O sol nasce quente na Baixada, sem pedir licença ou desculpas. Antes mesmo de a luz invadir completamente os cômodos da casa de taipa e alvenaria inacabada, o dia já começou. Na cozinha, o chiado do fogão de lenha improvisado tenta garantir o café forte para espantar o cansaço que nem a noite conseguiu levar embora. A escassez não é uma estatística de jornal ou um tema de debate político; é a presença constante na mesa, contada nas gramas de açúcar, café e no resto do pão (quando possível) ou da farinha de mandioca, por nós da baixada chamada farinha d’água.
Ali, o tempo parece rodar num ritmo próprio, marcado pelas estações que ditam a sobrevivência. No verão, é a poeira fina e avermelhada que entra por todas as frestas, seca a garganta e cobre a vegetação.
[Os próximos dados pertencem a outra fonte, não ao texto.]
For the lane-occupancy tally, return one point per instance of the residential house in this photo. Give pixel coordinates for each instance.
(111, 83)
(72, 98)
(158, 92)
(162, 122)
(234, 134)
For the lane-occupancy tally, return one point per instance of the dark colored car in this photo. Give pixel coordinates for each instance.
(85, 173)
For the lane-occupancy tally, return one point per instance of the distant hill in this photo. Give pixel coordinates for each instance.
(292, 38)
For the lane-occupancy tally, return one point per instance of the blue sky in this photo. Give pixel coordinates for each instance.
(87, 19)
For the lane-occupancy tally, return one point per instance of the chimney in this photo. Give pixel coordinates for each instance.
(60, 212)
Na época das chuvas, o cenário vira um labirinto de lama e água acumulada, transformando caminhos simples em verdadeiras travessias.
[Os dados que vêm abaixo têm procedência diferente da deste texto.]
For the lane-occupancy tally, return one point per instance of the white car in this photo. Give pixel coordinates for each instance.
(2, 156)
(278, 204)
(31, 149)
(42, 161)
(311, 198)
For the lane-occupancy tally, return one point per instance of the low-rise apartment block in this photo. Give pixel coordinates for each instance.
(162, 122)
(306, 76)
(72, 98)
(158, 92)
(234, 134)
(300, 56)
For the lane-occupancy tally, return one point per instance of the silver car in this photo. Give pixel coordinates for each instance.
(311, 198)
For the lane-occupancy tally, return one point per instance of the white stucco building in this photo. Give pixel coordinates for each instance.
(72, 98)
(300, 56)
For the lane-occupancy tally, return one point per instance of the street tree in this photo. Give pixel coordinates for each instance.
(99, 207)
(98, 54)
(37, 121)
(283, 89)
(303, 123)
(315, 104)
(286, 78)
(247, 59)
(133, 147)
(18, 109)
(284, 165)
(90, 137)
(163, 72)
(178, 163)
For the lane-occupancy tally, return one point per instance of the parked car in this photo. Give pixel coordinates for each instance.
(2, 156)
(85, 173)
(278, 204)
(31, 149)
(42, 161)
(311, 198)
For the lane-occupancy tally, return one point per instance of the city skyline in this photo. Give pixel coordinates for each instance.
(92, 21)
Falar em “oportunidade” para quem cresce na Baixada Maranhense é como falar de um parente distante de quem todos ouvem histórias, mas ninguém nunca viu pessoalmente. Sabe-se que existe, dizem que mora na cidade grande ou nos bairros nobres, mas por ali raras vezes dá as caras.
A juventude aprende a lógica da vida cedo demais. Os meninos e meninas carregam nos olhos um universo inteiro de ambições, mas dividem o tempo entre a escola — com salas quentes, livros escassos e o transporte que muitas vezes falha — e a batalha diária para colocar algo dentro de casa. Estudar exige uma coragem dobrada, uma teimosia quase heroica. O primeiro emprego? Quase um milagre. Os talentos transbordam em cada esquina: estão nas pernas ágeis do futebol jogado no campo de terra batida, na inteligência rápida para resolver problemas com o nada, na habilidade artesanal das mãos. No entanto, faltam as pontes. Faltam os cursos, as empresas, as políticas públicas que transformem potencial em futuro real.
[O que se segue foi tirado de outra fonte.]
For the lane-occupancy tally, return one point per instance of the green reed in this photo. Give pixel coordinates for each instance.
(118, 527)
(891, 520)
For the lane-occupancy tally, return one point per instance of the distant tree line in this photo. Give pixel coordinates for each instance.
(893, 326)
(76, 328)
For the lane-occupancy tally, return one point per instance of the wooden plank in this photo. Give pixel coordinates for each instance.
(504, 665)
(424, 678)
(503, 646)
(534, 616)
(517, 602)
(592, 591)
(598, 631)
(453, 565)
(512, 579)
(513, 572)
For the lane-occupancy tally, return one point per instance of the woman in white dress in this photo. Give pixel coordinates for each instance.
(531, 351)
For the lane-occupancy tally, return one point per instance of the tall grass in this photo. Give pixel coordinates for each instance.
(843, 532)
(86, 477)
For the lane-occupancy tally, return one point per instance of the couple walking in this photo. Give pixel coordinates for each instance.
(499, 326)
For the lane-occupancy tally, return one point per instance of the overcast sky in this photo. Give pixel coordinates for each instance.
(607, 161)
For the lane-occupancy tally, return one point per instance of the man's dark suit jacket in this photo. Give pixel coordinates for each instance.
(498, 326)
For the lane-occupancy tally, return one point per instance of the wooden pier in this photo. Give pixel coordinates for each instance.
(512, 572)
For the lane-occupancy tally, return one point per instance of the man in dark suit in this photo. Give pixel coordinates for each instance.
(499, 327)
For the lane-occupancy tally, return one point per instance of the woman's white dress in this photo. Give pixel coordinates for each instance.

A desigualdade social do baixadeiro não é sutil. Ela berra na ausência do posto de saúde com médicos suficientes, na falta de iluminação pública que torna a volta da escola ou do trabalho informal uma jornada de medo, no preço da passagem de ônibus, carros de frete ou lancha chamada paco-paco, consome boa parte da renda familiar. É o peso de saber que o CEP onde se nasce ainda dita até onde se pode chegar.
E, no entanto, há uma força teimosa que pulsa no peito de quem é baixadeiro. Se o poder público falta, a vizinhança sobra. Existe uma rede invisível de afeto e sobrevivência que mantém o todos de pé. É a vizinha que cede um pouco de tempero ou um punhado de farinha sem cobrar nada; é a porta que permanece aberta para o café coado no fim da tarde; é a conversa fiada na porta ou na calçada que faz a gente esquecer, por uma hora que seja, as contas acumuladas. A alegria ali não é alienação; é ato de resistência. Rir, festejar o aniversário do filho com um bolo simples ou organizar a partida de futebol no domingo são as formas que a comunidade encontra para dizer ao mundo que continua viva, que sua gente existe.
Viver na Baixada é carregar no corpo a marca de uma luta diária e injusta. Não por escolha, mas porque a vida não deu outra opção. É enxergar a dureza da pobreza sem deixar que ela anestesie os afetos, e encarar a falta de chances sem permitir que roubem o direito fundamental de sonhar. O baixadeiro segue firme, pisando na terra seca ou na lama, esperando o dia em que o rio das oportunidades finalmente mude de curso e corra para todos.